Edited by Angelos Dalachanis and Vincent Lemire

ORDINARY JERUSALEM 1840–1940

Is Jerusalem an ordinary city? To understand its history, should we favour a local or global approach? The goal of this collective volume is to take a head-on approach to these two persistent questions, which have long stood as a hindrance to writing the city’s history.

Taking as a departure point the conceptual framework of Open Jerusalem, a project funded by the European Research Council (ERC),1 each contribution works in its own way to confront, and transcend a double uncertainty.

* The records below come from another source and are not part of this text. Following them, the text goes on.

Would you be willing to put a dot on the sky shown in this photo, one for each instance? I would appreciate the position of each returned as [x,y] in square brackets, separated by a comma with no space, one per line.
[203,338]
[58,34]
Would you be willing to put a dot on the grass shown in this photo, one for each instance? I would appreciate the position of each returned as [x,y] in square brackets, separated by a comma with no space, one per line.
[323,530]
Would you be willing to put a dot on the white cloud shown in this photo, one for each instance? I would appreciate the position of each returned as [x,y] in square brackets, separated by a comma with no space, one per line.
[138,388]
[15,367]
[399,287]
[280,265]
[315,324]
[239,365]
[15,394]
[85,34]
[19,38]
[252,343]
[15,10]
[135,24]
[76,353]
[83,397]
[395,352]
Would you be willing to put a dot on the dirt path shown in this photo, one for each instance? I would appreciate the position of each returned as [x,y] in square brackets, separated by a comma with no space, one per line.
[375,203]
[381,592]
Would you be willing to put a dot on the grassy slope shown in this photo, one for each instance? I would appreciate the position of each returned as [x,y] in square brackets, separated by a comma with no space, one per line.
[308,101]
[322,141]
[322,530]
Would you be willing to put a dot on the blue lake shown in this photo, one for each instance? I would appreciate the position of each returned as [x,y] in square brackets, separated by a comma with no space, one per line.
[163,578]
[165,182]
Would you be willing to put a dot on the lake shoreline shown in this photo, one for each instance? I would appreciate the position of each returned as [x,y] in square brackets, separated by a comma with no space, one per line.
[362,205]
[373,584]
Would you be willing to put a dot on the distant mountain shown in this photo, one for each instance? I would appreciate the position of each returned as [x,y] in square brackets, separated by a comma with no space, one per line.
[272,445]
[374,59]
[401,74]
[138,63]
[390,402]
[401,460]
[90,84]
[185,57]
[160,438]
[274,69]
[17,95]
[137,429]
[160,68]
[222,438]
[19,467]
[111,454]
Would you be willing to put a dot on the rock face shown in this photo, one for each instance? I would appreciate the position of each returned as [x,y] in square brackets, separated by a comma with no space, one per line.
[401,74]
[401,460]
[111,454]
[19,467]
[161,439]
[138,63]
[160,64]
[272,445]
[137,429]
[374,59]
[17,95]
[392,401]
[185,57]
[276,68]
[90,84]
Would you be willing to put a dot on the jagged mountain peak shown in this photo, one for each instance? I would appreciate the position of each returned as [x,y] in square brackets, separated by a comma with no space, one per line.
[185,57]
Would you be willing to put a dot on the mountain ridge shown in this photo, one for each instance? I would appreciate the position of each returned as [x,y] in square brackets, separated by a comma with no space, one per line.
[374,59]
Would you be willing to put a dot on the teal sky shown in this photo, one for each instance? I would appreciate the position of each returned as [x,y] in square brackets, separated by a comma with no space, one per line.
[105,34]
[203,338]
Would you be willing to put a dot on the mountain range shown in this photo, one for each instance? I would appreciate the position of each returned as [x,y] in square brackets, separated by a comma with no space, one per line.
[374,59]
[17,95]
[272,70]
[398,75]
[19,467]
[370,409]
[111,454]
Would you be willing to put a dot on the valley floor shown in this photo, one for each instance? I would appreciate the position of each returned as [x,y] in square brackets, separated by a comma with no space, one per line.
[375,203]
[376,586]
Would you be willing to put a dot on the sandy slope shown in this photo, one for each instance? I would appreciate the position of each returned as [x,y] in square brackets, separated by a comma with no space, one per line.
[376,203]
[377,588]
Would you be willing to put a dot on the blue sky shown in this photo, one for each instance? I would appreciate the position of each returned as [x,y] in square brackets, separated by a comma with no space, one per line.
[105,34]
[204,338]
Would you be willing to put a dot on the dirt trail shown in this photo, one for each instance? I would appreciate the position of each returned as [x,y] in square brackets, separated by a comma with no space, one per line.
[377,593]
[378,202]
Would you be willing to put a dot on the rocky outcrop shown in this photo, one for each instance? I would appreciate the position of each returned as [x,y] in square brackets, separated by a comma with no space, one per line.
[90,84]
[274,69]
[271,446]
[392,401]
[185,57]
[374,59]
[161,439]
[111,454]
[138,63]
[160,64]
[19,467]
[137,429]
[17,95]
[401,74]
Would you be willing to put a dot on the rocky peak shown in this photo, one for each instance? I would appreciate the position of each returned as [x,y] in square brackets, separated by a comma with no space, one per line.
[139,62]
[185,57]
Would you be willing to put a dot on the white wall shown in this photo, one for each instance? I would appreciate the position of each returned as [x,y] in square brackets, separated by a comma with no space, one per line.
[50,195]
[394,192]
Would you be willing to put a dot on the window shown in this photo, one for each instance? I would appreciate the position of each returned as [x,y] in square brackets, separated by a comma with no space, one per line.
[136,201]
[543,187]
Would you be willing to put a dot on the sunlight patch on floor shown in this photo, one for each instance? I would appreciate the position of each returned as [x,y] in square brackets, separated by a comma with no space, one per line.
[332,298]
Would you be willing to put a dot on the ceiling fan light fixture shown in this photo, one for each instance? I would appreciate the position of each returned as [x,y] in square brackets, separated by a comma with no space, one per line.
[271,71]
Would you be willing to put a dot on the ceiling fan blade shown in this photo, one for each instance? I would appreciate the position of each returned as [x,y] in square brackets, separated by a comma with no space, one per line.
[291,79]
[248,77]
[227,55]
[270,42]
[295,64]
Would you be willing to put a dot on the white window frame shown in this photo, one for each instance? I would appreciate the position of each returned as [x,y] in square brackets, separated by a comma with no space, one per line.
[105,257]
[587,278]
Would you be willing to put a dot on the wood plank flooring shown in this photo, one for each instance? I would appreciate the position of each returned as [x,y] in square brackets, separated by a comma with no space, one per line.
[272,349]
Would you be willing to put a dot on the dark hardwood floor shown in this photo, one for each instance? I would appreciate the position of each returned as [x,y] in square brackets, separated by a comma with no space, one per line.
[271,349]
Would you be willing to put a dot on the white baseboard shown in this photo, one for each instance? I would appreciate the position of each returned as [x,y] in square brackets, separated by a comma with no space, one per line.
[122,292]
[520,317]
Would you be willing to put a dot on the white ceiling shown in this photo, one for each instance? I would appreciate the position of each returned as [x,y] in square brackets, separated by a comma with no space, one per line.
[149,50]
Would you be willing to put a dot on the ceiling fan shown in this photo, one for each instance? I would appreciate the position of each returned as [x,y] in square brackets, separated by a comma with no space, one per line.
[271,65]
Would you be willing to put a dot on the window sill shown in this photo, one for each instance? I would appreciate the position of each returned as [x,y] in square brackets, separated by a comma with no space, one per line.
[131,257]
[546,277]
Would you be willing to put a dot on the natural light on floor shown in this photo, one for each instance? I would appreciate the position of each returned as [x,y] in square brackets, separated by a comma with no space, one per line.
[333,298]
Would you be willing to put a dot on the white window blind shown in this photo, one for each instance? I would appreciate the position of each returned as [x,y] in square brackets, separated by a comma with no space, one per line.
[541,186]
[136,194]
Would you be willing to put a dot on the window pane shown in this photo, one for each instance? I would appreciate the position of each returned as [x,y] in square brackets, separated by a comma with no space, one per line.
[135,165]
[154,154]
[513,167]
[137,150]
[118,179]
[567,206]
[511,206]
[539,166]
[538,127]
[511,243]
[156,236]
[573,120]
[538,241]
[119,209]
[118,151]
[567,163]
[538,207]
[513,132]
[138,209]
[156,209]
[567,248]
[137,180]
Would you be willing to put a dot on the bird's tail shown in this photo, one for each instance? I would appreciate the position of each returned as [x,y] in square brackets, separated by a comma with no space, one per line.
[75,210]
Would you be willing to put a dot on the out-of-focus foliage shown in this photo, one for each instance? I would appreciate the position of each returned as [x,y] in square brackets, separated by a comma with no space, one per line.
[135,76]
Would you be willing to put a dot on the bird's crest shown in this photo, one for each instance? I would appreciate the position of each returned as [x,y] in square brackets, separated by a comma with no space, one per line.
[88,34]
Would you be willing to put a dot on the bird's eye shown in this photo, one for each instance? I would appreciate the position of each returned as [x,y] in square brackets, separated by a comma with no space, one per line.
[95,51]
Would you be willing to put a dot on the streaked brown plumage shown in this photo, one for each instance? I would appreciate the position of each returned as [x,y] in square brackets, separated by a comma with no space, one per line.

 First, Jerusalem is an extraordinary city that can be understood only with the greatest possible use of the most ordinary tools of social, political and cultural-historical research. Second, Jerusalem’s local history can only be reconstructed by reference to archives often located in far-away places, including, among others, Addis Ababa, Amman, Athens, Berlin, Erevan, Istanbul, London, Madrid, Moscow, Rome, St. Petersburg, Sofia and Washington. In transforming this double contradiction into creative analytical tension, the thirty-seven authors of this volume revisit the ordinary history of a “global city” from 1840 to 1940, a century that covers the later period of Ottoman rule and most of the Mandate years.

New Objects

This new approach has thematic consequences. The new history of Jerusalem, to which this volume aims to contribute, goes beyond a study of geopolitics and religion. Western historians have long concentrated on these dimensions: from the top of the Mount of Olives they observed what they had come to find, that is, a constellation of controversial holy places clustered together on an eternal battlefield.

Here we choose to shed light on unexpected actors hidden in the blind spots of the city’s history, too long ignored by expanding historiography, which sometimes is unperceptive and preconceived.

These actors include the printers of visiting cards, Ottoman officers in charge of fiscal censuses, angry city dwellers signing petitions in favour of modernizing the water supply system, epidemiologists fighting malaria, municipal civil servants looking to Beirut, Haifa and Nablus for inspiration, an Islamic court judge deciding a case pitting a Russian plaintiff against an Armenian defendant, an Arab parliamentarian in conversation with the creator of modern Hebrew, an orphanage built on and run along with American standards, a musician- photographer, and the engineers and investors behind an aborted tramway project.

These ordinary episodes are brought to life by ordinary actors who were part of Jerusalem’s extraordinary destiny. It is through a history told from below, through small, everyday stories, that the grand history of the city emerges with new colours.

New Timeline

Chronologically speaking, this new approach also has consequences. Though the transition from Ottoman rule (1516–1917) to the British Mandate (1917–48) has traditionally been considered a key turning point in the history of Palestine and Jerusalem, the majority of the volume’s contributors do not consider the year 1917 to be useful in their analyses.2

Nor do the historians represented here to take a strictly geopolitical approach. Making use of the chronological framework offered by the Open Jerusalem project, they chose to consider the period from 1840 to 1940 as a coherent historical sequence that is well-suited to the study of Jerusalem’s history.

The commitment to studying these hundred years is in itself a historiographical novelty. Indeed, seeing past the 1917 mark makes it possible to analyze long-term historical factors otherwise overlooked by the geopolitical watershed associated with that year.

 Between the vigorous demographic renewal and the arrival of the first European consulates in the 1840s, on the one hand, and the rise of inter-community conflict in the late 1930s, on the other, the 1840–1940 span becomes a seamless historical sequence.

This hundred-year period saw the birth, maturity and ruin of a certain model of citadinité, understood here as the way in which city dwellers share urban space, in varying degrees of harmony or conflict.